Reactome term network built from the ORA results of the genes associated with human diseases in 2018 Significant Reactome ORA terms (p.adjust <0.01) obtained from the genes of the top 9 diseases in the 2018 network were connected to each other according to the significance of the gene sharing between them (edge weight). Only terms with a gene sharing with a p.adjust <0.01 were connected. We detected 11 clusters (node colors) of closely related terms using the Louvain clustering algorithm in the R package igraph (Csardi and Nepusz, 2006) and compared the enrichment score distribution of the terms in these clusters in each disease category (boxplots). Boxplots are colored according to the disease categories: green—infectious diseases, orange—inflammatory diseases, and light blue—psychiatric disorders.
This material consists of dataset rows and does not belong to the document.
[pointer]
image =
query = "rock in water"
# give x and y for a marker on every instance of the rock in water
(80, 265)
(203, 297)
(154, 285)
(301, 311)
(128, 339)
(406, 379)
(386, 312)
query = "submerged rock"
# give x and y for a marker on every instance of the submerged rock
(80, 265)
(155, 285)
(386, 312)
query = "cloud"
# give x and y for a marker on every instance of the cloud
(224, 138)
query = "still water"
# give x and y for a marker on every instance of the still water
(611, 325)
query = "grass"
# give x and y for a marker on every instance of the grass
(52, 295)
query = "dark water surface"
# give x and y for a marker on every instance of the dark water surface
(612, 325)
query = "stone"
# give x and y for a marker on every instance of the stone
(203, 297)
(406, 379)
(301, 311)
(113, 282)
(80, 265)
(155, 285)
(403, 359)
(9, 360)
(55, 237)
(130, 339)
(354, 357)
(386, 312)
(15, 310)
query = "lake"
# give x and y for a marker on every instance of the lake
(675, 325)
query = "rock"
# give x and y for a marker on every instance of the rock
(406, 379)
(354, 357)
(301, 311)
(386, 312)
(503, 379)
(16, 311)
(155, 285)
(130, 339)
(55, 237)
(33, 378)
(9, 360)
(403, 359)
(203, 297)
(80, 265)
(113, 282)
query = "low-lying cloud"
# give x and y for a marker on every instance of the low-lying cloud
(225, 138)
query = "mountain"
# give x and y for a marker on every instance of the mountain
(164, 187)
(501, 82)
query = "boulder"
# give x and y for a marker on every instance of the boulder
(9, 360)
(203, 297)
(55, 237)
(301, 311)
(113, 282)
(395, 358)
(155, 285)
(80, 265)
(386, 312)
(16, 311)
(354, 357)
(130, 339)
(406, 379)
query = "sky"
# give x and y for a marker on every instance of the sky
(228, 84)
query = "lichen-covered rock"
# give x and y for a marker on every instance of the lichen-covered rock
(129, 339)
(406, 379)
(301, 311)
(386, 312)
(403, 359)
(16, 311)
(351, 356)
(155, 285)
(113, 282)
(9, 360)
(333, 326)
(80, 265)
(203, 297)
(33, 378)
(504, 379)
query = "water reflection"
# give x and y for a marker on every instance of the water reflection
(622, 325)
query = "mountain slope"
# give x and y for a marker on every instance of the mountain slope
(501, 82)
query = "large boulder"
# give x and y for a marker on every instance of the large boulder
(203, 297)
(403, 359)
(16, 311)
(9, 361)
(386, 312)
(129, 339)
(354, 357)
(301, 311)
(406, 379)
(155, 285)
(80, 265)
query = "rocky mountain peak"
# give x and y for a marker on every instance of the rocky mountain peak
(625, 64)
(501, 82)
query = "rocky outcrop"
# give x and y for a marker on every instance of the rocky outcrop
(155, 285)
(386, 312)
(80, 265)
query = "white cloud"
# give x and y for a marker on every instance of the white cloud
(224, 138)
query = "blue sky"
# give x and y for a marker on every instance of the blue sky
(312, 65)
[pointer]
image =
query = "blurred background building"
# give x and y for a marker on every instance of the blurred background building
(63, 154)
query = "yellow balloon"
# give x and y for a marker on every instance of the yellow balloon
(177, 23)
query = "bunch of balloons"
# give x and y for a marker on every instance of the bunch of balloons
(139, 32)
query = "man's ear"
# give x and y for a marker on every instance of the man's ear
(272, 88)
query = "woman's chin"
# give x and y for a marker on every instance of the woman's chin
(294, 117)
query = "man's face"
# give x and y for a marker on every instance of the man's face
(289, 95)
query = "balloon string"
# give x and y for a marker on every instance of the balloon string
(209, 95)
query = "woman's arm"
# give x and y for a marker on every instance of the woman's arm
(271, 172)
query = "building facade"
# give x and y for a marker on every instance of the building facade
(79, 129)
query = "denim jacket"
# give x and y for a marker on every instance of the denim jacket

Dots in the boxplots represent individual enriched Reactome pathways that belong to each network cluster.

Figure 5

Key biological pathways are enriched among the genes associated with human diseases in 2018 (A) ORA networks depicting the enrichment score of Reactome pathways in selected infectious, inflammatory, and psychiatric disorders. The networks in A have the same topology of the network in Figure 04. The nodes are colored according to the logarithm of enrichment score (−log₁₀pval) of the terms represented by each node. (B) ORA enrichment score distribution of the terms in the clusters and diseases from panel (A). Boxplots are colored according to the category of each disease: green—infectious, orange—inflammatory, and light blue—psychiatric. Dots in the boxplots represent individual Reactome pathways that belong to the clusters listed in the y axis and that were enriched in each disease.

Figure 6

Evolution of knowledge on biological pathways Ridge plots of the enrichment score of selected clusters from the network in Figure 04 for the top 9 diseases in each category from 1990 to 2018. The height of the ridges are proportional to the mean enrichment score (mean log₁₀pval) of the Reactome pathways in each cluster listed in the y axis.

Figure 7

Evolution of drug target hub genes (A) Upset plot showing the common genes between all categories (hub genes), between two categories exclusively and genes that are unique to each category. (B) Number of therapeutic drugs of inflammatory, infectious, and psychiatric diseases that target the top 20 target hub genes according to the comparative toxicogenomics database (CTD). (C) Timeline of the association of the top 20 target hub genes to the gene-disease network. The year in which each gene was associated with the first disease of each category is depicted by the circles with distinct colors for each category. (D) Number of hub genes targeted by the top 20 drugs that target more hubs according to CTD. (E) Drug-gene network depicting the top 20 drugs and that target hub genes. We selected a few drugs and illustrated their molecular structure and diseases for which they are listed as therapeutic according to CTD.